A: First, look at what you want your child to do as a cognitive skill. When a child is learning a new skill, a good teacher breaks that skill down into manageable parts that the child can master more easily and experience success as she works toward a goal.
Try this: Write down each thing you have decided needs to be done in order for her to meet the criteria of a clean room. Now, write each one of those things on an index card: make bed, fold clothes, organize desktop, etc. This is how many opportunities for success cleaning her room can provide.
Now, look at this as an exercise in her emotional development in her relationship with you. Simply said, if you drop the rope, let her work on her own without your interference, and allow her to experience the full cycle of her choices, “go clean your room” will no longer trigger a power struggle. This is what it sounds like: “Each time you complete something in your room, put the card outside your door. Then I won’t bother you and I can see you are moving along. I can also see if our day will be spent cleaning or doing other things. And I won’t ask you a single question or nag you even once!” Then say, “When you are finished, let me know and we can look at your cards to see if you remembered everything. You can take as long as you need to, but do understand that nothing else will happen until it is done.”
Now step back and watch her think, and then work.
We tend to want our kids to operate like our computers – fast and efficient. But the task of childhood is to slowly acquire skills that will sustain them beyond our management. Three steps we parents can take toward better skill development and a healthier relationship with our children are: slowing down, encouraging rather than nagging, and dropping that rope!
Q: Most of our son’s friends have cars, and not for very practical reasons. I want to tell the rest of the world to stop buying their teenagers cars, but I can’t. My son doesn’t need a car, and we can’t afford it anyway. What do we do with this?
A: Your son is feeling entitled. That makes him a very normal adolescent. One of the tasks of adolescence is to be attracted to the bling of the world, and then learn how to either acquire it or do without it. One creative strategy most teens discover to get what they want is to make parents feel like it is their responsibility to acquire bling for their kids. They do this by convincing parents that in this horribly competitive world, bling gives them a competitive edge. And don’t forget this strategy: “In this dark, sad world, bling makes me happy. And you do want me to be happy, don’t you?” Teens are very good at their job – to undermine the confidence of the parent enough that the parent actually takes the adolescent’s emotional bait.
The parent’s job is to acknowledge that the teen’s feelings, as real as they are, are innocuous and temporary. The parental task is not to try to change the feelings or mind of their teen, but allow the teen to have these feelings and manage them on his own. In other words, you focus on making confident choices for you and your family and let your teen juggle his feelings of entitlement. All put together it sounds something like this, “I don’t blame you at all for wanting a car. And I can only guess how frustrating it must be to watch all your friends get one while you must wait. That must be tough. I know I can’t make that go away, but maybe I could help you come up with a plan to buy a car yourself.”

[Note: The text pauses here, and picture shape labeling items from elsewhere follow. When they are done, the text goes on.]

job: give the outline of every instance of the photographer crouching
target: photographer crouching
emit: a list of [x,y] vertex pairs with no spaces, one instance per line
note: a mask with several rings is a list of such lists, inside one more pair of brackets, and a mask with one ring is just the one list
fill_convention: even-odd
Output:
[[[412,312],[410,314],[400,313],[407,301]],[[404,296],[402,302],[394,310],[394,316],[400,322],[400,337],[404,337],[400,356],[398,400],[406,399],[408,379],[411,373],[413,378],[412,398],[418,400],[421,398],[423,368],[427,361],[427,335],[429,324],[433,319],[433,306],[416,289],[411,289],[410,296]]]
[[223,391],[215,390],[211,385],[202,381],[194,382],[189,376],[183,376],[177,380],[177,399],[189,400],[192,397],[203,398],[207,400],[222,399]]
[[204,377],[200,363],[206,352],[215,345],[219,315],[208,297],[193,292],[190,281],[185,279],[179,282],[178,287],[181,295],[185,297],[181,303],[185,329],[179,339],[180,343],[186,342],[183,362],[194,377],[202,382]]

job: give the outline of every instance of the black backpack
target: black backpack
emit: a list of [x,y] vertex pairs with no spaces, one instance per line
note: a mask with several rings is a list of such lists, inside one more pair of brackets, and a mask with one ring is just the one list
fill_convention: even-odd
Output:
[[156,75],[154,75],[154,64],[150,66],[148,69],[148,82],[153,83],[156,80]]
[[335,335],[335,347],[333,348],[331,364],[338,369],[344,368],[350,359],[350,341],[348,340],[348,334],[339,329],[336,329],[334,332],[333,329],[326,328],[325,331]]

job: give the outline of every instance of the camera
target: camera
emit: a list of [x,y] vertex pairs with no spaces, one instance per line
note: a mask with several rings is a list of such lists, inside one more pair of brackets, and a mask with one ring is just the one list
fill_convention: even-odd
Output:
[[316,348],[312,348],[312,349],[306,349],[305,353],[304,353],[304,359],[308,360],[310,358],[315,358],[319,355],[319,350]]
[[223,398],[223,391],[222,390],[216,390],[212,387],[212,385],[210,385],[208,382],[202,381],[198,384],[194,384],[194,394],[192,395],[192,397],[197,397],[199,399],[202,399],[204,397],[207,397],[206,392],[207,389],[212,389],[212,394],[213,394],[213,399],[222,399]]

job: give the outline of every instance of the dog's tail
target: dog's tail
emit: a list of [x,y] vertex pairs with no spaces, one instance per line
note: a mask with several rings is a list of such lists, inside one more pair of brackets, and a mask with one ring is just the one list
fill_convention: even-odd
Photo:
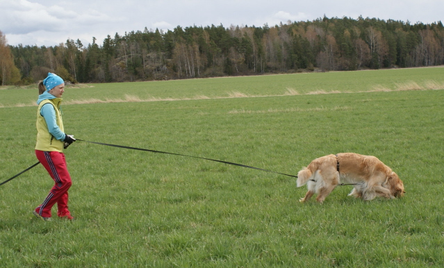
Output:
[[313,173],[308,167],[304,167],[297,172],[297,180],[296,180],[296,186],[301,187],[305,185],[309,181]]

A confident parent is one who is so sure she is making good choices for her family that there is never any need to remark on anyone else’s parenting. The effective parent focuses only on what THIS family is doing. There is no room for self-righteousness in the home of confident, effective parents. It’s wonderfully emancipating: letting go of what anyone else is doing and focusing only on what we’re doing under the direction of a very confident leader.